The new U.S. uniform, made from recycled plastic water bottles,
features an all-white jersey with a black stripe running down the side of the body through the jersey and shorts. The socks contain a white-to-volt-yellow gradient. Out are the red, white and blue
colors, and a V-neck collar is in.
Two stars stitched above the U.S. Soccer crest represent the USA's two Women's World Cup victories in 1991 and 1999.
For the first time, Nike has also created a pack of women's footwear that includes all four of Nike's cleat types -- Mercurial, Magista, Hypervenom and Tiempo -- in a color combination designed in match the green of the socks.
"The kit and boots feel great," said Wambach in a statement. "If you look good, you are ready to play well, and when I wear this on the pitch, I feel inspired to play well for my country, our team, and the fans."
Nice to see our uniforms paying homage to what is truly important - the corporate sponsor - rather than our national colors.
I mean, why use red or blue when "volt yellow" is available. Betsy Ross just wishes colonial Philadelphia had had volt yellow in stock back in her flag making days.
There is Nothing that says a uniform must be the color of the flag. Italians are historically blue not a color in their flag, and since white is a color of our flag, it does pay homage to the flag. Secondly the kit means nothing. The way they represent their country is what matters....
Damn, they seem to get new kit 3 or 4 times a year now. And I agree with Victor about the inappropriateness of "volt yellow" in the kit. Linzner's citing of the Italian uniforms is unsupportive of his point, given the tradition behind the colour choice and the decades of use.
To me nothing yells out Murica! like the red and white horizontal stripes in the jersey two years ago. I even twitted US Soccer federation to keep that kid as cultural reference of our one and only home kids, we could have kept the white one as away, and a third kit using any combination or even random colors like yellow or orange who knows.

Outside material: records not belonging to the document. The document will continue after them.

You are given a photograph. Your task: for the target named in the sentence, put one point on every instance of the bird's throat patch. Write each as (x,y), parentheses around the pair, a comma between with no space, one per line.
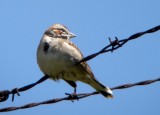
(45,47)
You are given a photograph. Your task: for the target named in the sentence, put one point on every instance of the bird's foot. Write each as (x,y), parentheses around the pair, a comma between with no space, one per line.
(72,96)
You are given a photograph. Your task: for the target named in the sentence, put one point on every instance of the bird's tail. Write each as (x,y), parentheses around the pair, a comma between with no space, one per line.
(105,91)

Changing the home uniforms completely and drastically doesn't help to our identity. Argentina has had the vertical light blue straps since 1911. we should adopt one (hopefully the striped one) and stick to it, minor modifications are acceptable every so often though.
i'm disgusted, and ashamed that our National Team has chosen not to use our National Colors! Just another example of commercialism at its worst… I guess Nike is bigger than America! National Pride is so important on the World Stage, and Nike has succeeded in removing our colors from view… You have to wonder how the players feel about their country!?! Are they proud to represent the United States? If not then they shouldn't be on the team. In my opinion this uniform is a blatant and shocking statement of indifference toward the country they should so proudly represent!

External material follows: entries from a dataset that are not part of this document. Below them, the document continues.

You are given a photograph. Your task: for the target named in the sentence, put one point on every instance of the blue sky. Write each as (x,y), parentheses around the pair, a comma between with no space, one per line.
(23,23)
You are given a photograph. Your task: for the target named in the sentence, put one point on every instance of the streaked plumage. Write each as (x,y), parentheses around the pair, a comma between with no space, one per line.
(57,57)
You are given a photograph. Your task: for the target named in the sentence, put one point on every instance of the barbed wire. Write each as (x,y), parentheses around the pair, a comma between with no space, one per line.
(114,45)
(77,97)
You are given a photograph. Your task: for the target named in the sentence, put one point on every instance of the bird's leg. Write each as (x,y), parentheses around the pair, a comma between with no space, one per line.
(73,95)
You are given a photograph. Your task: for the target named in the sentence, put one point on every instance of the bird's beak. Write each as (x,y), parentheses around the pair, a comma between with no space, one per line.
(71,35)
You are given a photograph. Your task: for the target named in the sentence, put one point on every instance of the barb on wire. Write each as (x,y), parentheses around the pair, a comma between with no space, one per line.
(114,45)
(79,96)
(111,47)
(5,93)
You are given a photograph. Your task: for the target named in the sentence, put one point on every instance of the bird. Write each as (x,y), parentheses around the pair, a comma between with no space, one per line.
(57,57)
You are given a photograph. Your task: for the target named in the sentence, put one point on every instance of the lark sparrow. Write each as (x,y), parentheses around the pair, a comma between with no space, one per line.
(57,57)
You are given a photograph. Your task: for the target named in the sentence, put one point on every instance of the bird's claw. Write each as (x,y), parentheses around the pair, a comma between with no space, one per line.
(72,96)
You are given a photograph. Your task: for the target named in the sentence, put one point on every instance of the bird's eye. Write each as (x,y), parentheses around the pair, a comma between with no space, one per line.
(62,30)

Maybe they did the Green as Protest about the Astroturf Fields...At least the little green plastic pieces will blend in with the socks...Holland wears Orange (Flag is Red, White, Blue).. But that is because the Royal Family is "The House of Orange"...Pastor Santiago says it is SACRILEGIOUS for USA Not to wear RED, WHITE and BLUE. ..Come on Sunil !!!! RIDICULOUS!!!
How many countries traditionally don't use their flag colors as part of their national teams kit? Germany and Italy are the main two ones. Brazil uses their flag colors reversed. Venezuela use the maroon over Yellow blue and red. I don't necessarily think that a team NEEDS to use their flag colors on their kits... But just adopt a color that would represent you and stick to it, stop this madness of changing your uniform colors every two years. Like I said before we should stick to the red and one striped jersey with blue shorts. But that is just my opinion.
Looks good, but the crest is missing something.... oh yeah, it needs one more star!
We'll know U.S. Soccer is serious about its 'look' once we switch back to the serious football/soccer company, adidas. N--- stick their paws wherever they can (anywhere). It's one reason they don't make serious running shoes; another that they're not to be taken seriously from a soccer perspective. And no, this is not a pro-Klinsi/German angle, but I do take an adidas-adorned soccer nation seriously: namely, Spain, Argentina, Germany, and...Mexico (hey, those black kits are waaaay sharper than anything N--- has provided the U.S.)!